3. Bölüm

16.6K 1.4K 372
                                    


Selamunaleykum canlar. ❤

Güzel Okumalar... ❤❤❤


Beklemek güzeldir,

ama doğru durakta.

Can Yücel

***

Tam 1 ay oldu Leyla'yı görmeyeli . Otuz gün. Yedi yüz otuz saat. Epeyce uzun bir vakit.

Evet, bazen kendi kendime kaldığımda durumu çok abartıyorum. Google'dan bir ayın kaç saate denk geldiğini soracak kadar.

Ki, bu soruyu ondan başka soracak kimsem de yok. Üniversiteyi kazanan dahi arkadaşlarım da yoktu. Bendekiler gayet normal akla sahip insanlar. E otuz günü kendi kafama göre hesaplayacak halimde yoktu. Öğretmeniz dedik de okul öncesi öğretmeniyiz, matematik değil.

Hani genelde öyle bir algı vardır ya. "Sen öğretmensin evladım gelip bizim oğlanı çalıştırır mısın? Vallahi normalde olsa sormazdım ama bizimki bir türlü anlamıyor bu konuyu." Çalıştırmam gereken ders de Biyoloji arkadaşlar. Lise de annemin börekleri ile zor bela geçtiğim ders. Börek deyip geçmeyin. Çok makbule geçen, sınıf geçirten birşeydir kendisi. Bazen karnenizde "iki" rakamını görmenize sebep olup sizi dünyanın en mutlu adamı yapabiliyor.

Ne demiştik?

İlk görüşte kafamı karman çorman pazar yerine döndüren, evde ikizler tarafından evlendiğime dair dedikodular çıkarılıp annemin kolonyayla sakinleşmesine sebep olan Leyla ortalarda yok.

Annem çok Türk dizisi etkisinde kaldı onu biliyorum. Kolonya koklamadan sakinleşemiyor. Geçen gün sakinleşsin diye gül kolanyası koklatalım dedik, éBu olmaz bana limon kolanyası getirin," dedi.

Kadınlar. Cidden ilginçler.

Okuldan bir kere yeğenini almaya gelince insan az da olsa umutlanıyor. Bir daha almaya gelir falan. Belki bir daha görürüm diye. Ama işte hayatın gerçekleri, fazla umut epey bir göz çıkarıyor. Çocuklar sınıfta oyuncaklarla oynarken gözümü çıkarmayı başaramadı ancak Leyla bu gidişle gözümü asfalt yollarda bırakacak.

"Söyleyemem kimseye derdimi," şarkısında Zeki Müren'e eşlik etmek geliyordu elden. Zaten daha söylemeden ortada binlerce dedikodu ve spekülasyonlar dolanmaya başlamıştı bile.
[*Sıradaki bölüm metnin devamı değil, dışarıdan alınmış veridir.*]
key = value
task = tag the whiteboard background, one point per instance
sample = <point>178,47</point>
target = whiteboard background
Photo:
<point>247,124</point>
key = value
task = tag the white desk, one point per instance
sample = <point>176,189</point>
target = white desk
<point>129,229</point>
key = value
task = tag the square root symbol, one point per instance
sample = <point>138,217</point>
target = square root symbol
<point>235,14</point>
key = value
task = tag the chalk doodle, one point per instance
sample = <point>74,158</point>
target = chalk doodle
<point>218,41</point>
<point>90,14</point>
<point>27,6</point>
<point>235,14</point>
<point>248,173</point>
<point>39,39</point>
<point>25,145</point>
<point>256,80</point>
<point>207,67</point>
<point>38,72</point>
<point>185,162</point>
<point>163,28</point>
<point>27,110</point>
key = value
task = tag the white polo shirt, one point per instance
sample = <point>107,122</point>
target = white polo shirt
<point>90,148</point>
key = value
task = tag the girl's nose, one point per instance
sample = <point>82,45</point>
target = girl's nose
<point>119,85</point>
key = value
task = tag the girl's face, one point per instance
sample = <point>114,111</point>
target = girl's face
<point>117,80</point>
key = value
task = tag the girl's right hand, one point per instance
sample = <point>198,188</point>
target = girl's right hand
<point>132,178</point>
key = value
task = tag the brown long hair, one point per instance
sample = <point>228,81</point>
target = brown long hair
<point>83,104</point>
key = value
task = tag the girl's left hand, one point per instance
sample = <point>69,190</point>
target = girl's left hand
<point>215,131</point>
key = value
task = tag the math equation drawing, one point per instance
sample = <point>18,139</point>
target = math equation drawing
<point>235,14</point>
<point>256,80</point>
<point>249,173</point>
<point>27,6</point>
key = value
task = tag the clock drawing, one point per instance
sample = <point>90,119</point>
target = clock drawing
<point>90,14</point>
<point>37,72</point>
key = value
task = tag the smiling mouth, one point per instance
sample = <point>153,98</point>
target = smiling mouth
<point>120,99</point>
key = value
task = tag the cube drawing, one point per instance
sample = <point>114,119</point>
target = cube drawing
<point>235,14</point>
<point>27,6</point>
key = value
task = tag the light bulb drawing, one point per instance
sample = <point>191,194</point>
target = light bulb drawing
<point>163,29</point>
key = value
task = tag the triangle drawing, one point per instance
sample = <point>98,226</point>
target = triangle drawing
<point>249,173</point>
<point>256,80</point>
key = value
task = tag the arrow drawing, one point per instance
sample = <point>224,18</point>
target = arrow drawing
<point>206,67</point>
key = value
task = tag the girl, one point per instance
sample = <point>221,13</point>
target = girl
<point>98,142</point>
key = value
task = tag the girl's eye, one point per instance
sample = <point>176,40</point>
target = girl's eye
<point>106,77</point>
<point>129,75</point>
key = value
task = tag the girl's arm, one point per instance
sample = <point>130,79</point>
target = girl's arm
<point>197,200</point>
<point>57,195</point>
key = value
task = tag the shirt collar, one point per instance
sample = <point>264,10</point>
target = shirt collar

Bir kere bizim evde ikizlerin hakkında birşey konuşulduğu görülmemiştir. Bizim ruhu olan evde ikiziniz yoksa işiniz epey bir zordur. İkizi olan ikizini kollar. Bu hep böyle süregelmiştir. Adeta yazılmamış bir kanundur. Sanki ben emmioğlunun karşı köyden akrabası falanım. İlla üçüncünüz mü olmam gerekiyor? Ya da ikizlik derdinden muzdarip mi olmalıyım?

Ne yapsın bu çocuk?

Bu saatten sonra ikiz mi bulsun kendine?

Öğretmen insanız. Çocuklara küçük yaşta mantık öğretmeye çalışıyoruz, mantıksız mantıksız konuşturuyorlar burada.
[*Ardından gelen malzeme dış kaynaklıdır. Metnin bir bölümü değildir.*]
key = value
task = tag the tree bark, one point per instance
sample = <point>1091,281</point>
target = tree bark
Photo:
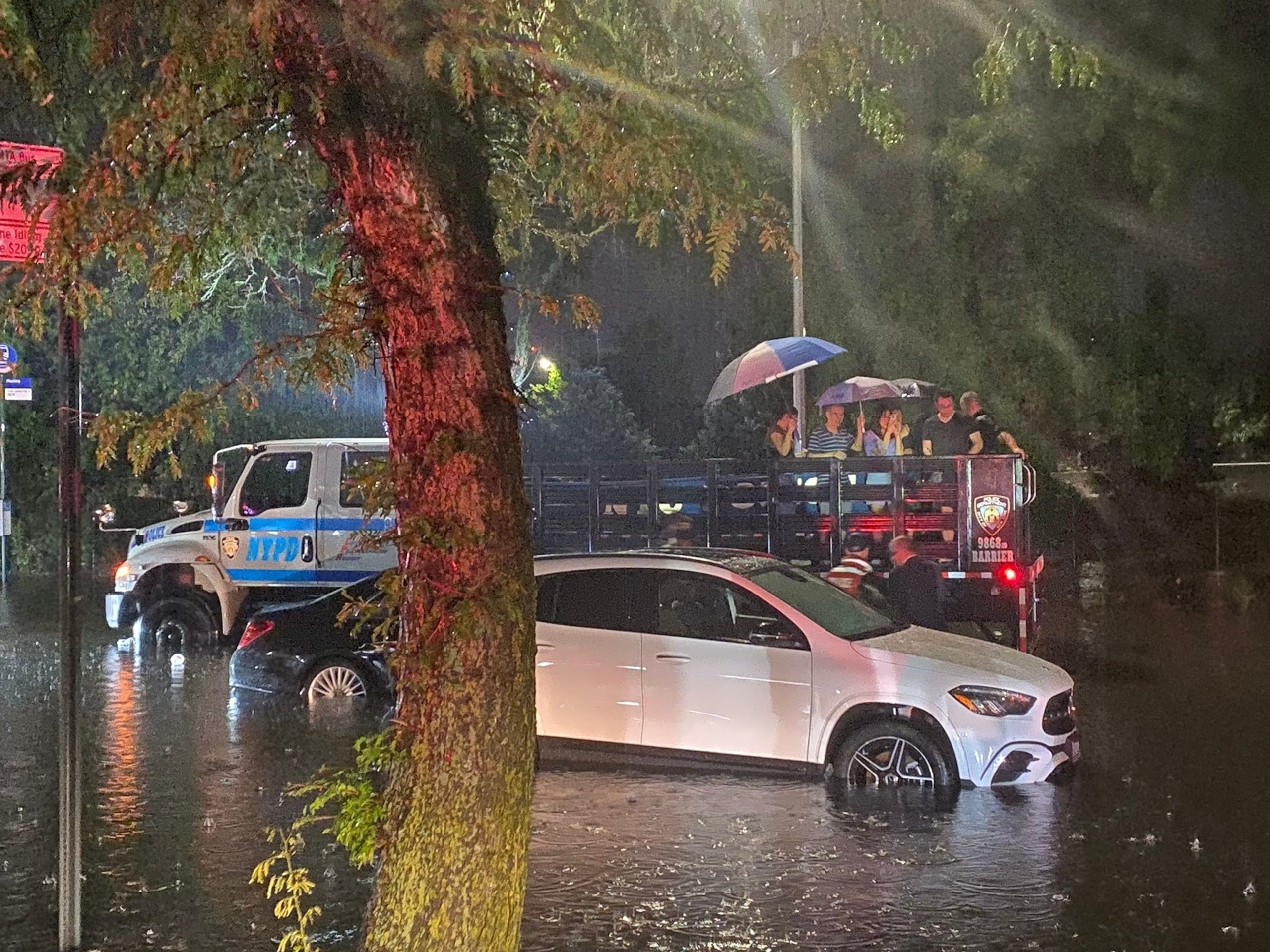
<point>412,176</point>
Konu beynimde bininci kez dallanıp budaklandıktan sonra kendime gelmek için şekersiz kahvemi içmeye odaklandım. Öğretmenler odasında bulunduğum nadir anları iyi değerlendirmek gerek diyerek yeni alınan kahve makinası ile tanıştım. Okuldaki bayan öğretmenler, yani ben hariç her öğretmen bu odada sıklıkla vakit geçiriyor ve devletin onlara sağladığı bu güzel imkanları kullanabiliyorlardı. Bana özel ufak bir oda olsaydı güzel olurdu. Eskiden süpürge odası olan bir oda bile olabilirdi. Sabahları ve ders bitimlerinde kendi kendime takılabilirdim. Kahve makinası olmasa da olurdu. Sallama çaylar ve kahveler ne güne duruyor değil mi?